Project #2 - Concurrent Index - CMU 15-721 :: Advanced Database Systems (Spring 2020)

Overview

For this project, you are required to implement an in-memory B+Tree in CMU's yet-to-be-named DBMS. The primary goal is to understand the nuances of concurrency control in a modern, order-preserving indexing data structure.

Here's a list of useful references on in-memory data structures:

IMPORTANT: This is an open-ended assignment. There are several design choices to be made while implementing a concurrent data structure. Do not expect us to guide you in making every one of these design choices.

This is a group project. Each group must have exactly three members unless given prior authorization by the instructor.

Release Date: Feb 17, 2020
Due Date: Mar 15, 2020 @ 11:59pm

Implementation Details

In this assignment, you will need to modify at most these five files:

IMPORTANT: The "Data Structure" files are the actual B+Tree implementation. The "Index" files are a wrapper that implements our DBMS's index API. The index wrapper is mostly implemented for you already. The logic for performing visibility checks in the DataTable, deferring actions for correct visibility, etc. are all adapted from the BwTreeIndex wrapper. All that remains is to make the correct calls into your B+Tree Data Structure's API. See the FIXME comments in BPlusTreeIndex.

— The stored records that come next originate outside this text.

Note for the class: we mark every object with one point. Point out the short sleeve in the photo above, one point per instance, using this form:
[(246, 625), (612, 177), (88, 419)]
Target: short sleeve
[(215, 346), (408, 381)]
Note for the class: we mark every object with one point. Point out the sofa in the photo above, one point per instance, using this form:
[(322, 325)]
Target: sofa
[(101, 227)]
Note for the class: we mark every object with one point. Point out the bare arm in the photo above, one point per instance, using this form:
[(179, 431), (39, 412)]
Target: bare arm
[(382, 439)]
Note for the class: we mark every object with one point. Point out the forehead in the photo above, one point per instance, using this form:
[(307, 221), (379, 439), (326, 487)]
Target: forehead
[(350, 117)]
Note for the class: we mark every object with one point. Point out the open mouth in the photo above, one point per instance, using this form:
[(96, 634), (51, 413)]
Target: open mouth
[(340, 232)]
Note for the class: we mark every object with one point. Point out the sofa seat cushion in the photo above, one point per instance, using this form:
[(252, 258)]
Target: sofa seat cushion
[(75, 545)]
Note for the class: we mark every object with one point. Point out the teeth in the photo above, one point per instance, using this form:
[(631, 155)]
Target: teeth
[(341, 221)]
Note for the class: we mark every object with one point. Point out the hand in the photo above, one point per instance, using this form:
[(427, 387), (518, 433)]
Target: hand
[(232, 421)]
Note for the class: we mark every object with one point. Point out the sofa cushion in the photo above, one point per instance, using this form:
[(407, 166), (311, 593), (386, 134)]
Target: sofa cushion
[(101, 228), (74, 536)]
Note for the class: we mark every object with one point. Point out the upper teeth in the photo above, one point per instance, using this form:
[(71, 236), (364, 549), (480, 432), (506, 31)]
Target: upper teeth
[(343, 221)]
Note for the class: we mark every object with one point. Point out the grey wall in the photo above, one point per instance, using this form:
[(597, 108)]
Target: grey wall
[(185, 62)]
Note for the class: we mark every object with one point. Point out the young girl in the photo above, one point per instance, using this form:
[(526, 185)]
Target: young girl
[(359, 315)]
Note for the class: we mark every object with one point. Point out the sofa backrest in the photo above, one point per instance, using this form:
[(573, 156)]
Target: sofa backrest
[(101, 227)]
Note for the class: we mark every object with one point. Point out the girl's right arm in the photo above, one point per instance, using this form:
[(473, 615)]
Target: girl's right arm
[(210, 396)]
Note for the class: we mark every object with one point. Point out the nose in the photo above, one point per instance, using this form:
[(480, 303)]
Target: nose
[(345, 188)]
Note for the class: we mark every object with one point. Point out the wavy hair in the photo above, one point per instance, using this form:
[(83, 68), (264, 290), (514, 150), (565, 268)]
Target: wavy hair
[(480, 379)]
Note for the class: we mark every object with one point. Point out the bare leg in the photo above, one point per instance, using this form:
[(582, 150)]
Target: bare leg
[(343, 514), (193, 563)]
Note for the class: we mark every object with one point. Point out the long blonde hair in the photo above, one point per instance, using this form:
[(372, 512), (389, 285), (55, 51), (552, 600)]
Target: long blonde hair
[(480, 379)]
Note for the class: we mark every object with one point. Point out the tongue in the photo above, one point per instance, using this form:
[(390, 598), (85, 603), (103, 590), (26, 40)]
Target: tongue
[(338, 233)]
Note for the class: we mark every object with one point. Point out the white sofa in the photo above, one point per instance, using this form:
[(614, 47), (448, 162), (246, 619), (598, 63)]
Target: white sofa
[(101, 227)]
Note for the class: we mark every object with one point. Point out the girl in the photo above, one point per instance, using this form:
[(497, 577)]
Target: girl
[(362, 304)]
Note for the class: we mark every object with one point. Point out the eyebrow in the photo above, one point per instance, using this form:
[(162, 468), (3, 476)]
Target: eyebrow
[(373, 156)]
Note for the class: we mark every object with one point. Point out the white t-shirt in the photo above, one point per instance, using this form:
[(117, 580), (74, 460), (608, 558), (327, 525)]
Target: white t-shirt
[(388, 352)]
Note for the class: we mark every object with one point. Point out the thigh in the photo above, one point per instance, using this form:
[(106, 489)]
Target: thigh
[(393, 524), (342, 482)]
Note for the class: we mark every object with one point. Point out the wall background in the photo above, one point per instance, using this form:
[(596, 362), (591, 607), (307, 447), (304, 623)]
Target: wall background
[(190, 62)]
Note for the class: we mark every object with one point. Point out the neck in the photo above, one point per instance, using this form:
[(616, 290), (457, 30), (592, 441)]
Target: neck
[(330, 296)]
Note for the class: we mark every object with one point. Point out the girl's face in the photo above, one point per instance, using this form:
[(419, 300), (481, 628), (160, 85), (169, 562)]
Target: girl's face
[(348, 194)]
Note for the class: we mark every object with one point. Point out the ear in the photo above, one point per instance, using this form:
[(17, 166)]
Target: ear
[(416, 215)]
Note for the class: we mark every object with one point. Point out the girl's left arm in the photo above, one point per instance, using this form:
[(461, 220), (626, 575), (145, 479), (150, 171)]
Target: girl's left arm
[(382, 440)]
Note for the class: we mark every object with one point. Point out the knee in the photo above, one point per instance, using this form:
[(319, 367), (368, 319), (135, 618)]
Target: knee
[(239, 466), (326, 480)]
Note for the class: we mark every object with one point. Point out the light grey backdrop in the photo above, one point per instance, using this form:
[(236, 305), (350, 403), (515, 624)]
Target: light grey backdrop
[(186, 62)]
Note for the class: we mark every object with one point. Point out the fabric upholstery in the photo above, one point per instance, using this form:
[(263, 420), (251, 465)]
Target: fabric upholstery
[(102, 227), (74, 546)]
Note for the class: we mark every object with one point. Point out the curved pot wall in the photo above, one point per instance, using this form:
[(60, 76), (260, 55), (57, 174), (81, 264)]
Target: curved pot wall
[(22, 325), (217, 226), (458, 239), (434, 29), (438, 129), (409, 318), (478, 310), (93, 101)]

The DBMS also contains a Bw-Tree index you can use as a reference to better understand how the different arguments work.

Your B+Tree implementation must abstract away the details of the key data type and associated comparator and equality checker, like this:

template <typename KeyType, 
          typename ValueType,
          typename KeyComparator,
          typenameKeyEqualityChecker,
          typename ValueEqualityChecker>
class BPlusTreeIndex {
};

These classes are already implemented for you:

KeyType: The type of each key in the index. This will either be a GenericKey or CompactIntsKey.
KeyComparator: The class used to compare whether two KeyType instances are less/greater-than each other. These will be included in the KeyType implementation files.
KeyEqualityChecker: The class used to compare whether two KeyType instances are equivalent. These will be included in the KeyType implementation files.
ValueEqualityChecker: The class used to compare whether two ValueType instances are equivalent. This is needed to support non-unique indexes.

Requirements

Your index must optionally support duplicate keys with different values (i.e., this should be a configurable parameter).

You must support both forward and reverse iterators that work correctly with concurrent mutators.

The functionality of your index implementation must match the specification given in the DBMS's index API. More details are in the Doxygen documentation, but at a high level:

The Insert function inserts a new key-value pair into the index, used for non-unique key indexes.
The Delete function doesn't immediately call delete on the underlying index. It registers a commit action in the txn that will eventually register a deferred action for the GC to safely call delete on the index when no more transactions need to access the key.
The InsertUnique function inserts a new key-value pair only if any matching keys have TupleSlots that do not conflict with the calling txn.
The ScanKey function finds all the values associated with the given key in our index.
The ScanAscending function finds all the values between the given keys in our index, sorted in ascending order.
The ScanDescending function finds all the values between the given keys in our index, sorted in descending order.
The ScanLimitDescending function finds the first limit # of values between the given keys in our index, sorted in descending order.
The PerformGarbageCollection function garbage collects deleted index entries. This function is only necessary if you are doing epoch-based GC (i.e., memory pool).
The GetHeapUsage function returns the amount of heap space used by the index.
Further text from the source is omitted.